Tim berada di Purbalingga sejak Rabu(26/11) petang dan melakukan kunjungan lapangan pada Kamis (27/11) kemarin. Mereka mengunjungi Puskesmas Serayu Larangan Kecamatan Mrebet, RSUD dr R Goeteng Tarunadibrata, SMK Negeri 3 Purbalingga, SMP Negeri 3 Purbalingga dan Kantor Penanaman Modal dan Perizinan Terpadu (KPMPT).

Menurut Tjatur, meski di Purbalingga telah membuat inovasi yang langsung bersentuhan dengan masyarakat, seperti pendirian SMK N 3, PSPR Gakin, JPKM, dan lainnya. Namun masih banyak potensi lain yang perlu digali seperti pemanfaatan solar cell atau listrik tenaga matahari pada fasilitas lampu penerangan jalan dan lampu pengatur lalu lintas.

“TPA yang ada di Purbalingga perlu dikelola lebih baik agar bermanfaat bagi masyarakat. Ini juga butuh inovasi dalam pengelolaanya,” katanya.

Bupati Sukento mengaku beruntung mendapat kunjungan lapangan tim EKPPD, karena bukan hanya yang baik-baik yang disampaikan, namun juga diketahui aspek penyelenggraan pemerintahan yang masih membutuhkan penanganan lebih.

“Purbalingga berkomitmen meningkatkan pelayanan kepada masyarakat dengan tagline Purbalingga Emas. Maksudnya, kita ingin ekonomi Purbalingga baik, menejemen pemerintahanya baik, wilayah yang aman dan masyrakat yang sejahtera,” tandas Bupati.

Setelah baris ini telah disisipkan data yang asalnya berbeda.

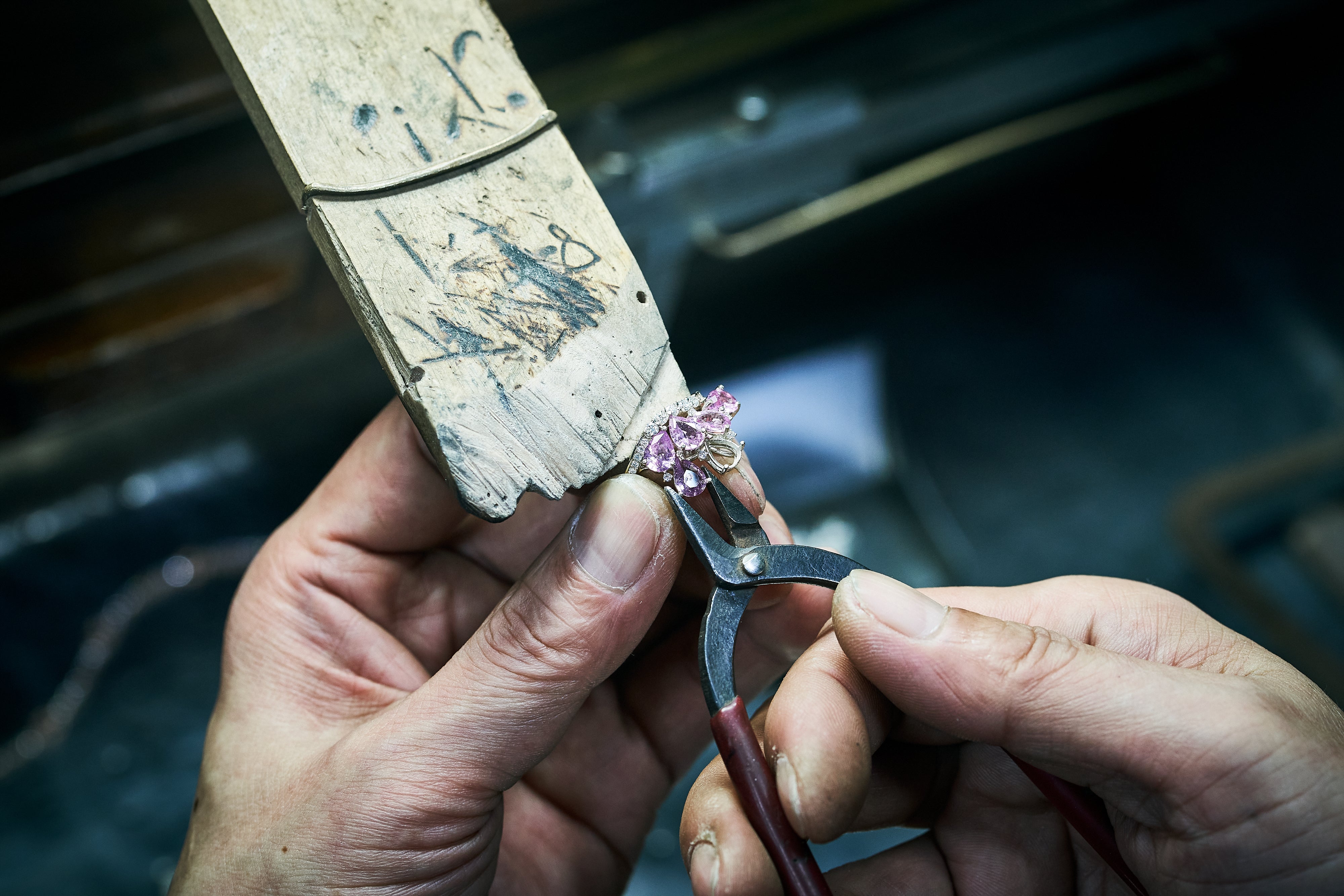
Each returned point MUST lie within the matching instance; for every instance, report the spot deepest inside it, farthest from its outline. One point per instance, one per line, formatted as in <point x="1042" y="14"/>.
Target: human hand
<point x="419" y="702"/>
<point x="1222" y="768"/>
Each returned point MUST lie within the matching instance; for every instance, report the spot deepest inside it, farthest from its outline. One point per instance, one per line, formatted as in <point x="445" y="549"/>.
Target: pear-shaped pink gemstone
<point x="686" y="433"/>
<point x="661" y="453"/>
<point x="713" y="421"/>
<point x="722" y="402"/>
<point x="690" y="480"/>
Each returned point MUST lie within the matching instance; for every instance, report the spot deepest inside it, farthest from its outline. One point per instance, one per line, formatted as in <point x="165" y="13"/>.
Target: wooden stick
<point x="467" y="238"/>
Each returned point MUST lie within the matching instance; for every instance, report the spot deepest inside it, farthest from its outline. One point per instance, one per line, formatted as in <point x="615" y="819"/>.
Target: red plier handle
<point x="751" y="561"/>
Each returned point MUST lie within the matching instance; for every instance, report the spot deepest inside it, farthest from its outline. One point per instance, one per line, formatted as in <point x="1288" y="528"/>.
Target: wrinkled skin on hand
<point x="419" y="702"/>
<point x="1222" y="768"/>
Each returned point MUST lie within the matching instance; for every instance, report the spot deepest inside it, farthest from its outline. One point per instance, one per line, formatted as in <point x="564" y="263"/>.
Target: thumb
<point x="1073" y="709"/>
<point x="506" y="699"/>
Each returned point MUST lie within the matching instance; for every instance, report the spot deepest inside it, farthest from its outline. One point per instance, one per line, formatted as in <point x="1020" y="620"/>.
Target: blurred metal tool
<point x="739" y="569"/>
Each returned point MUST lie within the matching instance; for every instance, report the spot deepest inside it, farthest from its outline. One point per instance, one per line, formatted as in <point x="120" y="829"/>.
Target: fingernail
<point x="893" y="604"/>
<point x="705" y="868"/>
<point x="616" y="534"/>
<point x="747" y="485"/>
<point x="788" y="781"/>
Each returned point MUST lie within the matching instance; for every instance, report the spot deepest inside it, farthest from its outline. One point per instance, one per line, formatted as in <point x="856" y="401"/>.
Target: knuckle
<point x="1033" y="659"/>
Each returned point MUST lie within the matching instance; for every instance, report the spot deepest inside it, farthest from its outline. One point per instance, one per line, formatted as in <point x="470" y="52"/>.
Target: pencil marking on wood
<point x="365" y="119"/>
<point x="470" y="344"/>
<point x="536" y="303"/>
<point x="460" y="43"/>
<point x="420" y="147"/>
<point x="407" y="246"/>
<point x="460" y="82"/>
<point x="566" y="241"/>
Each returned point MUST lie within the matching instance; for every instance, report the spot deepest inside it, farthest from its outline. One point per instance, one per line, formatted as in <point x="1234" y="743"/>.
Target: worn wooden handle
<point x="1085" y="811"/>
<point x="760" y="799"/>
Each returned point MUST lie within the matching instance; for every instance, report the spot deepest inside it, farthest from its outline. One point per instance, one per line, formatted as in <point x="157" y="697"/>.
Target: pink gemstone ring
<point x="690" y="436"/>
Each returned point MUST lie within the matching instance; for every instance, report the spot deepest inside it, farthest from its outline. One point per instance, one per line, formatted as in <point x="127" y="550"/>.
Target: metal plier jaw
<point x="751" y="561"/>
<point x="739" y="569"/>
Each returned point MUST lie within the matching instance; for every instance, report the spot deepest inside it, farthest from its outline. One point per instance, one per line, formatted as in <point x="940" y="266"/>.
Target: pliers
<point x="739" y="569"/>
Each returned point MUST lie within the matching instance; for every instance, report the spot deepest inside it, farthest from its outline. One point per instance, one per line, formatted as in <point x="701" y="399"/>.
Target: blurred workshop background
<point x="1015" y="289"/>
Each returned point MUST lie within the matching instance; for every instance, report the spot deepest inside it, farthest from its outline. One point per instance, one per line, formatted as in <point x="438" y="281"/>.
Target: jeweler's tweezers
<point x="739" y="569"/>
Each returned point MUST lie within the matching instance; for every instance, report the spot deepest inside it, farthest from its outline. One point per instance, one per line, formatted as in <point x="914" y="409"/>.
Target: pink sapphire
<point x="661" y="453"/>
<point x="722" y="402"/>
<point x="690" y="480"/>
<point x="687" y="434"/>
<point x="713" y="421"/>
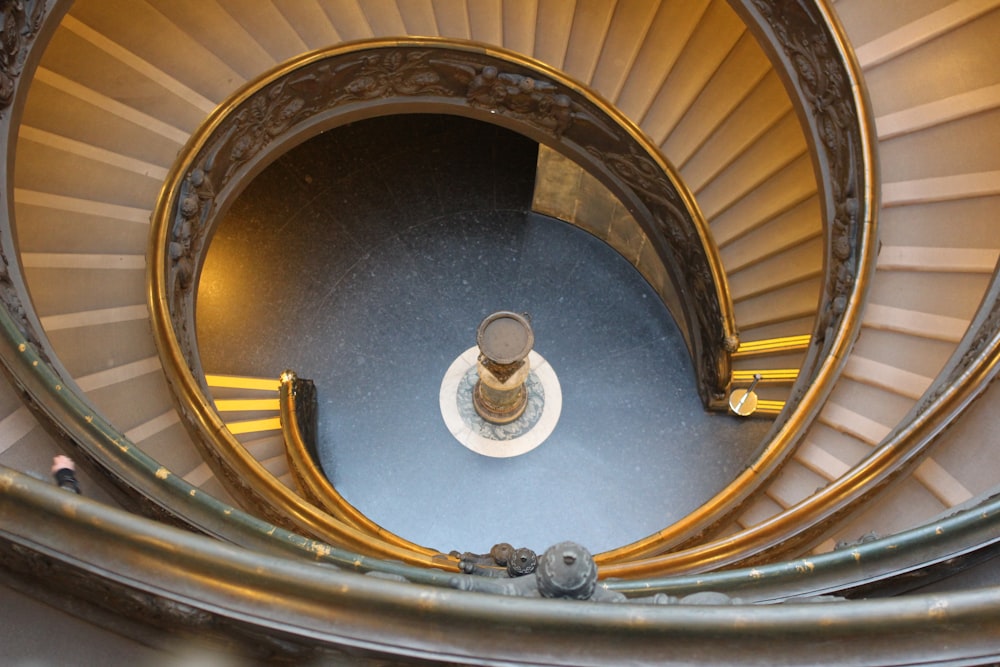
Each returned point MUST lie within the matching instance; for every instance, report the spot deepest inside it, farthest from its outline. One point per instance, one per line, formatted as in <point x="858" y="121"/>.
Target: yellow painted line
<point x="770" y="407"/>
<point x="767" y="375"/>
<point x="239" y="382"/>
<point x="246" y="404"/>
<point x="772" y="345"/>
<point x="255" y="425"/>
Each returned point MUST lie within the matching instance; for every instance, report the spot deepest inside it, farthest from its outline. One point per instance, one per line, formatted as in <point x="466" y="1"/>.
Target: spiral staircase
<point x="112" y="91"/>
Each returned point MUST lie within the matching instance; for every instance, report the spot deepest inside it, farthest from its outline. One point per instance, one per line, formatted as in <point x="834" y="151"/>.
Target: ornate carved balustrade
<point x="179" y="580"/>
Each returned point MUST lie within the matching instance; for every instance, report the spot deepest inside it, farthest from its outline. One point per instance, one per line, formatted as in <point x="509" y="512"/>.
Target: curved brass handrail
<point x="851" y="199"/>
<point x="175" y="580"/>
<point x="973" y="366"/>
<point x="216" y="158"/>
<point x="313" y="483"/>
<point x="943" y="541"/>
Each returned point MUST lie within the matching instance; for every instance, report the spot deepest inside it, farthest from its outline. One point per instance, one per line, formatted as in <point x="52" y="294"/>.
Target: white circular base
<point x="500" y="440"/>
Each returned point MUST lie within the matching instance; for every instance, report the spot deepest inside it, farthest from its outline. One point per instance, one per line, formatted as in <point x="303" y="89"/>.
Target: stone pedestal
<point x="505" y="339"/>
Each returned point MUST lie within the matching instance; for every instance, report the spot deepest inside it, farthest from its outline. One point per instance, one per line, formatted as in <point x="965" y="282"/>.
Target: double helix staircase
<point x="122" y="85"/>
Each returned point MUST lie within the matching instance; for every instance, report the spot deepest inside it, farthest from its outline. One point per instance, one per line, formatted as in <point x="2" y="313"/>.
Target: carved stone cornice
<point x="809" y="51"/>
<point x="336" y="86"/>
<point x="823" y="79"/>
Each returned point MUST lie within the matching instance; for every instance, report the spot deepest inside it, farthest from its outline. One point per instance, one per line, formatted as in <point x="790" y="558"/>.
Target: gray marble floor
<point x="365" y="260"/>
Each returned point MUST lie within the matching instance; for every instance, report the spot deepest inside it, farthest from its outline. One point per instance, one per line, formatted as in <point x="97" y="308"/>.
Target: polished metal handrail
<point x="315" y="486"/>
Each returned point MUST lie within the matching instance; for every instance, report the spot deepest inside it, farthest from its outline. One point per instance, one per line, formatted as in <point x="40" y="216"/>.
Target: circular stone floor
<point x="376" y="307"/>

Diakui Sukento, masih banyak PR yang harus dilakukan diantranya memberikan perhatian bagi 9000 penyandang cacat miskin, membangun infrastruktur jalan dan tentu membangun tata kelola persampahan yang lebih baik.

“Soal penggunaan solarcell, sudah dimanfaatkan pada sejumlah taman hutan kota. Rencananya pada 2015 nanti secara bertahap akan diterapkan untuk lampu pengatur lalu lintas,” jelasnya.

Dari penilaian awal LPPD 2013, Purbalingga menjadi satu-satunya kabupaten di Jawa Tengah yang dikunjungi oleh tim nasional EPPD. Bila pada penilaian akhir berhasil masuk 10 besar nasional, maka Bupati Purbalingga berhak menerima penghargaan Samkarya Nugraha Parasamya Purnakarya Nugraha dari Presiden RI.

Penghargaan ini diberikan kepada kepala daerah yang penyelenggaraan pemerintahan daerahnya masuk 10 besar nasional tiga kaki berturut-turut. Sebelumnya, Purbalingga telah menjadi 10 besar nasional pada LPPD 2011 dan 2012.